Héctor Abad, La Secrète. Trad. de l’espagnol (Colombie) par Albert Bensoussan, Gallimard, 408 p. 24,50 €


Ainsi s’ouvre le prodigieux roman de l’écrivain colombien Héctor Abad, qui nous saisit d’entrée en nous conduisant d’un personnage à un autre. La Secrète est le nom qui traverse tout le récit car c’est autour de cette propriété rurale, la plus belle demeure d’un gros village andin, dont les premiers propriétaires se sont enrichis par la culture du café, que va se nouer toute l’action.

Les débuts de la famille sont modestes : une simple boulangerie qui se trouve être la seule boutique du lieu et nous offre le versant initial d’une aisance obtenue peu à peu et qui débouche ici sur une multitude de brefs chapitres conduits successivement par chacun des nombreux personnages qui alternent tout au long du texte, sans recours à aucun narrateur omniscient. Chaque brève séquence se trouve ainsi identifiée en quelque sorte par l’étiquetage initial en italiques du prénom de celui ou de celle qui parle, qui écoute ou qui médite. On a là une étonnante chorale prononcée ou pensée qui échappe par la parole construite des uns et des autres à toute espèce de résumé.
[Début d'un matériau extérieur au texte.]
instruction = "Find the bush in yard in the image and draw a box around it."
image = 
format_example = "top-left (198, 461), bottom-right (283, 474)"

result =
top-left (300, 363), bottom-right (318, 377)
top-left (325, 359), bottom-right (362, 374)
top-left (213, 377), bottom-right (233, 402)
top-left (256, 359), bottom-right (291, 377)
Il faut visiblement lire La Secrète pour en avoir une idée exacte. On pourra voir à quel point la fiction ici touche aux racines les plus intimes de l’auteur en se rapportant au bref volume autobiographique intitulé Trahisons de la mémoire chez le même éditeur où Héctor Abad évoque avec émotion la figure de son père assassiné et commente le poème inédit de Borges qu’il a retrouvé dans la poche d’un costume du défunt.